Wednesday, June 27, 2018


WWW. WEDNESDAY asks three questions to prompt you to speak bookishly. To participate, and to see how other book lovers responded, click here

1. What are you currently reading?  
Thereby Hangs a Tail by Spencer Quinn. Our narrator is Chet, a dog who flunked out of police school. Chet lives and works with his human companion, Bernie, a down-on-his-luck private investigator. The mystery at hand involves threats against a show dog named Princess.

I just cracked this one open, so I don't have much to say about it. It was gifted to me by someone I gave The Art of Racing in the Rain to. He figured if I enjoyed a dog narrator then, I'll enjoy one now, though I can see already this book doesn't have Racing's artistic aspirations.

And that's OK. Just as I enjoy a popcorn movie at the theater every now and again, I can have fun reading lighter fare.

2. What did you recently finish reading?  
Bobby Kennedy: A Raging Spirit by Chris Matthews. This book was a difficult read. Not because of the writing -- Chris Matthews is far more graceful in his prose than his TV persona suggests. No, it was hard because of Bobby is such a challenging topic.

This is, after all, the kid JFK used to call "Black Robert." He could be a prig. He could be without nuance. He had an unfortunate penchant for seeing the world (in his wife Ethel's words) "as black and white hats." His puritanical outlook made it hard for him to fit in -- at college, in the service, in the workplace.

Then he fell into politics and he hit his stride. He was successful in running John Kennedy's campaigns, he was effective as an activist Attorney General.

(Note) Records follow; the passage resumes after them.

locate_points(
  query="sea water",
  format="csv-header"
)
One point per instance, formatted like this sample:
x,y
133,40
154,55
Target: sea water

He believed he was making a difference. He was happy. But that happiness ended in the worst way possible after only 1000 days.
President Kennedy's death transformed his brother. He became more sensitive and almost achingly empathic. He yearned to close the gap between generations, between races, between classes. Bobby was driven to run for President himself because he believed he could do real and lasting good. Then the unthinkable becomes inevitable, and Bobby himself is murdered. At just 42. 

The parallels between 1968 and 2018 are inescapable. Reading this book is like walking around with a pebble in your shoe. Bobby annoys and reminds and cajoles you into doing what you can to help your country now, when your country really needs you.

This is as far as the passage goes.